Innovation and Technology Payment (ITP) 2018/19

Launched at the NHS Confederation conference by Simon Stevens on 15 June 2017 and as part of NHS England’s commitment to the Five Year Forward View, NHS England has developed the Innovation and Technology Payment (ITP) 2018/19.

The aim of the ITP is to help deliver on the commitment detailed within the Five Year Forward View – creating the conditions and cultural change necessary for proven innovations to be adopted faster and more systematically through the NHS, and to deliver examples into practice for demonstrable patient and population benefit.

Successful innovation or technology themes have been identified through a competitive process and the four innovations on this year’s ITP are:

  • HeartFlow – Advanced image analysis software that creates a 3D model of the coronary arteries and analyses the impact that blockages have on blood flow to rapidly diagnose patients with suspected coronary artery disease. The use of the device can avoid the need for invasive investigations such as coronary angiography, usually carried out under local anaesthetic, where a catheter is passed through the blood vessels to the heart to release a dye before X-rays are taken. NICE estimate up to 35,000 people per year could be eligible.
  • Plus Sutures – A new type of surgical suture – stitching – that reduces the rate of surgery-linked infection (surgical site infection) such as MRSA, through the use of antimicrobial suture packs. There were 823 cases of MRSA reported in the NHS in 2016/17.
  • Endocuff Vision – A new type of ‘bowel scope’ that improves colorectal examination for patients undergoing bowel cancer tests. Bowel cancer is the fourth most common cancer in England with 34,000 people diagnosed each year. For every 1,000 people screened for cancer, it is estimated that six cases could be avoided thanks to early detection through the use of this device.
  • SecurAcath – A device to secure catheters that reduces the infection risk for patients with a peripherally inserted central catheter. The use of this equipment helps to reduce the time taken to care and treat dressing changes. This type of catheter is normally used in people needing intravenous access for several weeks or months in both inpatient and outpatient settings. NICE estimate up to 120,000 people per year could be eligible.

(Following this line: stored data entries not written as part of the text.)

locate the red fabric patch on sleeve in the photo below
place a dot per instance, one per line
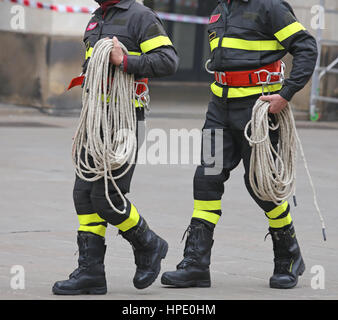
(214, 18)
(92, 26)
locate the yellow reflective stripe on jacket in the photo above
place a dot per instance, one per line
(154, 43)
(131, 221)
(243, 91)
(89, 53)
(276, 212)
(99, 230)
(89, 218)
(280, 223)
(207, 205)
(288, 31)
(205, 215)
(250, 45)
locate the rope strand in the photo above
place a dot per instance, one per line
(273, 173)
(107, 127)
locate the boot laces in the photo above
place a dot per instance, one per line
(190, 252)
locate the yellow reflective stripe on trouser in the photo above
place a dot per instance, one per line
(99, 229)
(89, 53)
(244, 91)
(276, 212)
(131, 221)
(154, 43)
(288, 31)
(206, 215)
(207, 205)
(89, 218)
(280, 223)
(250, 45)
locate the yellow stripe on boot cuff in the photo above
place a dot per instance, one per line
(99, 229)
(207, 205)
(276, 212)
(280, 223)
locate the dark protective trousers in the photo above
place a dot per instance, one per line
(92, 207)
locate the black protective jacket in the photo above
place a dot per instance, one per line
(151, 53)
(256, 33)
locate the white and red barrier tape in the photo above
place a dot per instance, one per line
(80, 9)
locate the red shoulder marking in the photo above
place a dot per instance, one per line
(214, 18)
(92, 26)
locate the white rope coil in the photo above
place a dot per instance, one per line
(272, 172)
(107, 128)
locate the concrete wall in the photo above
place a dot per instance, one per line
(39, 60)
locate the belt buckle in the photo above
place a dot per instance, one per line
(219, 76)
(269, 75)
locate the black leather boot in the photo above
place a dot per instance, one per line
(288, 260)
(149, 249)
(89, 277)
(193, 270)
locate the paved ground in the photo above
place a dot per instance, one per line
(38, 222)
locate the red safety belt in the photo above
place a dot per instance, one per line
(249, 78)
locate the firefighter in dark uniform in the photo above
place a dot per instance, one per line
(246, 37)
(150, 54)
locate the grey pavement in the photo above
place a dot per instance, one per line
(38, 220)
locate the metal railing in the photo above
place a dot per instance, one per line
(320, 72)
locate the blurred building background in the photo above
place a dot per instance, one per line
(40, 56)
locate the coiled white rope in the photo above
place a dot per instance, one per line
(272, 172)
(107, 128)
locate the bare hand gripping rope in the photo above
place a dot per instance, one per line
(273, 173)
(107, 128)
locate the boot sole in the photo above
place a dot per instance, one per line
(162, 255)
(276, 285)
(93, 291)
(186, 284)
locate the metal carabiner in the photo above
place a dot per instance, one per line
(206, 67)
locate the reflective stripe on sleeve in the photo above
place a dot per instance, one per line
(154, 43)
(288, 31)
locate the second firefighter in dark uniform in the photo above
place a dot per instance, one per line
(150, 54)
(245, 37)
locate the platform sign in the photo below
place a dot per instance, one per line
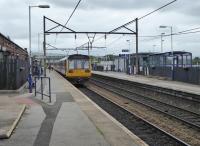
(123, 55)
(125, 50)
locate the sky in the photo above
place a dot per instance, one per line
(99, 15)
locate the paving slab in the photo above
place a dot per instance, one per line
(73, 128)
(27, 129)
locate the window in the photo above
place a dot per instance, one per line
(78, 64)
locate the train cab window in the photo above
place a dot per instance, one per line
(78, 64)
(71, 64)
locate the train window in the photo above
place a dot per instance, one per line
(79, 64)
(71, 64)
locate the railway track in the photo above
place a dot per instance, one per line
(148, 132)
(190, 118)
(192, 98)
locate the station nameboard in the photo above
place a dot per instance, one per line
(125, 50)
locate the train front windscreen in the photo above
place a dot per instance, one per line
(79, 64)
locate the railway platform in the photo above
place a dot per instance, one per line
(81, 122)
(71, 119)
(172, 85)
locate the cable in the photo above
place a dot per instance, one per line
(71, 14)
(157, 9)
(130, 22)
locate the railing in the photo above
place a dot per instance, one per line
(41, 79)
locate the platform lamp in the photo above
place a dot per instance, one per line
(172, 52)
(30, 71)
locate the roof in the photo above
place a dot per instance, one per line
(176, 53)
(78, 56)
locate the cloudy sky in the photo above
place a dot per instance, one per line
(104, 15)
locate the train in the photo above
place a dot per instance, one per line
(76, 68)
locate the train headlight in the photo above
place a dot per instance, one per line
(87, 71)
(71, 71)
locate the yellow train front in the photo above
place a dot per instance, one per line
(76, 68)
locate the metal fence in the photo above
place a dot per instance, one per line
(13, 72)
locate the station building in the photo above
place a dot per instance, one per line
(14, 64)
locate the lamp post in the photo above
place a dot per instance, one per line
(161, 46)
(172, 52)
(38, 6)
(154, 47)
(129, 57)
(30, 71)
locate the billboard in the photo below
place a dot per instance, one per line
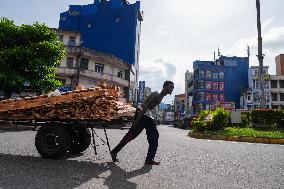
(208, 85)
(141, 91)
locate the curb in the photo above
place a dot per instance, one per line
(238, 138)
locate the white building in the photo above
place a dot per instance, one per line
(250, 97)
(86, 67)
(188, 93)
(277, 91)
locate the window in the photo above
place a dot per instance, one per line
(201, 84)
(72, 41)
(274, 97)
(281, 83)
(221, 74)
(120, 74)
(273, 83)
(84, 63)
(208, 74)
(74, 12)
(215, 74)
(60, 37)
(266, 98)
(255, 96)
(89, 25)
(99, 68)
(274, 106)
(63, 18)
(69, 62)
(281, 96)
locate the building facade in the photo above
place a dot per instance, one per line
(277, 91)
(279, 64)
(179, 106)
(250, 97)
(188, 93)
(82, 66)
(109, 26)
(221, 80)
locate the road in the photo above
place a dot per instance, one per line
(185, 163)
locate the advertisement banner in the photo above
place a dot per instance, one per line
(222, 97)
(215, 97)
(141, 91)
(208, 96)
(215, 85)
(222, 86)
(208, 85)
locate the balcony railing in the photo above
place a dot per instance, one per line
(93, 74)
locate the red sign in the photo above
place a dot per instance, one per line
(221, 86)
(215, 85)
(208, 85)
(225, 105)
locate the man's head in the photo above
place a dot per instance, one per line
(168, 87)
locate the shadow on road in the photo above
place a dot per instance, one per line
(34, 172)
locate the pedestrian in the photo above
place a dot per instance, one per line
(144, 119)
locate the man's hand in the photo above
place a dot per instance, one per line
(134, 124)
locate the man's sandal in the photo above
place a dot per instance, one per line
(113, 157)
(152, 162)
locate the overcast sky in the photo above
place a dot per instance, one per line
(177, 32)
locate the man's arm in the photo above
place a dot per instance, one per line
(145, 107)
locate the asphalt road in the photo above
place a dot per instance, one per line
(185, 163)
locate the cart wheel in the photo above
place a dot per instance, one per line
(52, 141)
(80, 139)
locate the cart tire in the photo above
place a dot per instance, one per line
(80, 140)
(52, 141)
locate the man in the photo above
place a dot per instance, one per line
(144, 119)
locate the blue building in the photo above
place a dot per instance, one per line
(109, 26)
(219, 81)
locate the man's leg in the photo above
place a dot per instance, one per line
(130, 135)
(152, 137)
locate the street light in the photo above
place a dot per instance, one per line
(260, 57)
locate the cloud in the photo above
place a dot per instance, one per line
(156, 72)
(272, 46)
(267, 23)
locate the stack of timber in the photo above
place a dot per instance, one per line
(99, 103)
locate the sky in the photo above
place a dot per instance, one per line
(176, 33)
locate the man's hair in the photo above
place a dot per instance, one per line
(166, 83)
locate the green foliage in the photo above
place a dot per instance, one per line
(252, 132)
(267, 118)
(28, 53)
(221, 119)
(246, 119)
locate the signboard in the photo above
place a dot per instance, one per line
(236, 117)
(226, 105)
(141, 91)
(65, 89)
(215, 85)
(221, 86)
(208, 85)
(215, 97)
(222, 97)
(208, 96)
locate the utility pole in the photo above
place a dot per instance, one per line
(260, 58)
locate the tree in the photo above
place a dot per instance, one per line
(28, 53)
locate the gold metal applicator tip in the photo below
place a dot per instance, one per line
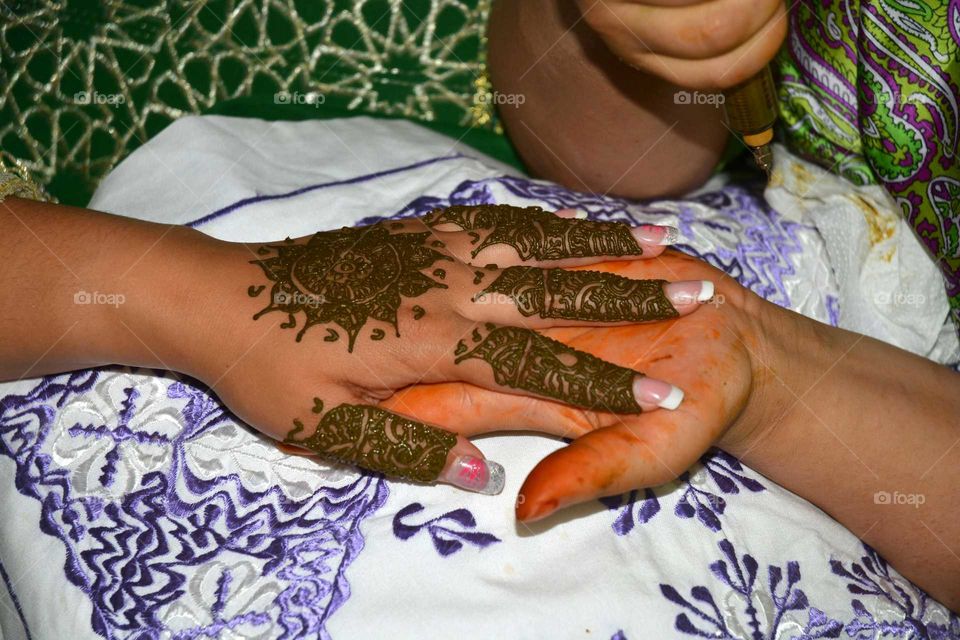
(764, 158)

In an effort to tackle the problem of missed hospital appointments NHS England will support DrDoctor, a digital tool to help patients’ view, change and schedule appointments, to demonstrate its potential in a real world setting.

The programme

  • The Innovation and Technology Payment (ITP) builds on the Innovation and Technology Tariff (ITT) and aims to support the NHS in adopting innovation by removing financial or procurement barriers to uptake of innovative products or technologies.
  • It is a competitive process to identify innovations and technologies that will offer the greatest quality and efficiency benefits with wider adoption.
  • The ITP is looking to support medical devices, digital platforms and technologies. The programme is not suitable for pharmaceutical products or research projects.
  • We aim to select a range of cost effective innovations within our budgetary confines in order to have a wide-reaching impact on patient care, and maximise learning from the programme while fostering culture change.
  • The ITP programme forms part of a wider set of activities to support innovation in the NHS, led by NHS England with the AHSNs.
  • The ITP is specifically focused on low cost innovations which can deliver significant patient outcomes and savings to the NHS.
  • The programme will be delivered in partnership with the Academic Health Science Networks (AHSNs), sponsors, national and international experts.
  • Applicants can be from healthcare, academia, commercial or voluntary sectors.
  • The implementation of any agreed payment mechanism or procurement will be operational from April 2018.
  • Day-to-day support and reporting will be via NHS England’s Innovation and Research Unit.